Even when Merson had made it as a highly-paid professional, there were still plenty of matches that he did not enjoy. A gambler since his teens, the addiction took a grip in his mid-twenties, to the extent that he became so preoccupied with his losses that it had an impact on his performance. His body, fuelled by constant lager binges and, eventually, by the recreational use of cocaine (though neither in the build-up to matches), was also letting the side down.

The nadir on the field came in a game against Brondby at Highbury in November 1994. "I was knackered after two minutes. With the worries of everything else my mind was gone. Yet I could have scored three or four goals. Not scoring, but us going through, probably done me a favour. If I'd have scored everything would have been all right that night."

Even that was not the lowest point, though. It came eight days later.

"It was the last time I took drugs. I was out on a Friday night, and it was about eleven o'clock. Lorraine had found out everything about my gambling debts and all that. I was with a friend and she rung up and said come home, we can sort things out. I was high on drugs and drink and I turned round and said I can't. And my little boy come on the phone, Charlie, and he was crying and he said: 'Come home, Daddy'. I couldn't put the drink and drugs down and I didn't go home until six o'clock, or whatever. I always remember that when we have a silence in the room in my meetings. I always remember that still, that: 'Come home, Daddy'. I don't want that again. I don't want that."

If Paul Merson's story has struck a chord with the public, the same seems true of his fellow professionals. Certainly the turn-out for his testimonial reads like a roll-call of the game's great and the good. Make that great and the very good.

Paul Gascoigne (who helped pay his own insurance), and Glenn Hoddle will wear Arsenal shirts, with Merson's all-time hero Ray Wilkins, Matt Le Tissier, Ruud Gullit and Andrei Kanchelskis among the opposition. Presumably the Highbury faithful will be issued with sedatives in anticipation of the excessive skill level.
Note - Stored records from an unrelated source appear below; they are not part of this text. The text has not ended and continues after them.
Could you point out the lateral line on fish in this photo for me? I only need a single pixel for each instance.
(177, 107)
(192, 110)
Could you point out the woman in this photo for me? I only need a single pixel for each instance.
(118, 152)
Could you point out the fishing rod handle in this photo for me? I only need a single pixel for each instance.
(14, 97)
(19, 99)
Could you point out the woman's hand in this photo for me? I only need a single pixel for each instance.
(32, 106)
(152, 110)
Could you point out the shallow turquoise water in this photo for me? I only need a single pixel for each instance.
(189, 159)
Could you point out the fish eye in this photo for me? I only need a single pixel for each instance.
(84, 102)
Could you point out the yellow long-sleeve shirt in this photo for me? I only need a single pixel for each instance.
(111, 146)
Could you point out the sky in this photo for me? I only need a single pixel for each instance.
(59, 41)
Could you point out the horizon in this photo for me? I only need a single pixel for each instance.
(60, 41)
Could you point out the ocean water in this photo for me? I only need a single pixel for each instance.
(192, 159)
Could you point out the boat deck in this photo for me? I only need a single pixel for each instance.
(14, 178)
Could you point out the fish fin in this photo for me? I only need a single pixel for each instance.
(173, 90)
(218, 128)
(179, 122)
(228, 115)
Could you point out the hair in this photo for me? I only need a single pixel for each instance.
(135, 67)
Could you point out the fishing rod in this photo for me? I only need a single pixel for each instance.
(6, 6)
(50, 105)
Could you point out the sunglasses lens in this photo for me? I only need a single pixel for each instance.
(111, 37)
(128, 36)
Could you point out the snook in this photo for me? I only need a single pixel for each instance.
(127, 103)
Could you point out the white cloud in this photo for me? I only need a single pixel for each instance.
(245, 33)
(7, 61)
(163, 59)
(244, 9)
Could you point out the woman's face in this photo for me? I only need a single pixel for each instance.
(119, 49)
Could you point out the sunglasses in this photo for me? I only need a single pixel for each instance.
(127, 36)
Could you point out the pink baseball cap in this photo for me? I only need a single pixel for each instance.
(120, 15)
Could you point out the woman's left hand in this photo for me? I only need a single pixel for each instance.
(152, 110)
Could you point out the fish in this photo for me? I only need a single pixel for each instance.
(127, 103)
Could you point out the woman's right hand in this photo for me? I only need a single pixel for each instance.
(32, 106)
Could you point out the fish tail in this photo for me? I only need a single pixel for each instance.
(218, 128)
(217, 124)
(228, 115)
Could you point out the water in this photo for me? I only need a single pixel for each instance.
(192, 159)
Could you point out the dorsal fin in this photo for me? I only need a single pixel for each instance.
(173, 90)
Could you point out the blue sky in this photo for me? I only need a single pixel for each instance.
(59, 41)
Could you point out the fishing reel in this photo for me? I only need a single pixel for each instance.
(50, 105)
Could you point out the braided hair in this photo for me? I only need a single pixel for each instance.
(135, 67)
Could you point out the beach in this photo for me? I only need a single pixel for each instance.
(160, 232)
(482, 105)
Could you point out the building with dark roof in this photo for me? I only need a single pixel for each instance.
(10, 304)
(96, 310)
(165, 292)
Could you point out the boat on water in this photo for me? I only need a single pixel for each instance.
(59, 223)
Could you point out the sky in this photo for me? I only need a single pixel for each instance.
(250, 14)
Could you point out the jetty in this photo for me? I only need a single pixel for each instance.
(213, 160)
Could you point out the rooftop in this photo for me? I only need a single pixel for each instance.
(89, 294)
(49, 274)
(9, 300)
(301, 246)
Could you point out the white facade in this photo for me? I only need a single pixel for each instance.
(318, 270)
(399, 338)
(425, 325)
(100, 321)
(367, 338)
For Merson many things have changed since he returned to an emotional ovation against Milan 15 months ago, among them his attitude to playing. "I've played every game this season, which is a feat. I've never done that in the 10 years I've been with the club. The consistency's there. It's not like one good game and six absolute nightmares."

Those nightmares were the reason he was regularly dropped by George Graham, Bruce Rioch's predecessor as Arsenal manager. Merson retains a lasting gratitude to Graham, and especially his support when the drugs, booze and gambling story hit the front pages, but there is little doubt that in playing terms Rioch's more sympathetic style of management has reaped a reward.

"The boss gives me confidence, saying: 'Get the ball, get the ball, get the ball'. And you think: 'I'm important here.' I'm not a person who needs kicking up the backside all the time."

Now 28, he would like the relationship with Arsenal to continue beyond his existing contract, which expires in two years' time, preferably for the rest of his career. But wherever he plays, Paul Merson's attitude will be the same.

"It's like a second chance. I've been given a second chance to enjoy it, and show everything you've got. Nowadays if it doesn't come off I'll go and look for the ball. Two or three years ago, if it's going wrong I could easily, sort of, drift out of the game, and not get involved.

"On Saturday, I had a couple of bad, bad touches against Blackburn, and then I chased and wanted the ball. Just to get a touch as quick as possible again, and get involved. A couple of years ago I'd have just drifted out to the wing, and if I got it I got it, but I wouldn't chase it. That's another thing I like about myself now, I will get involved and I won't hide. I do enjoy it. I should enjoy it."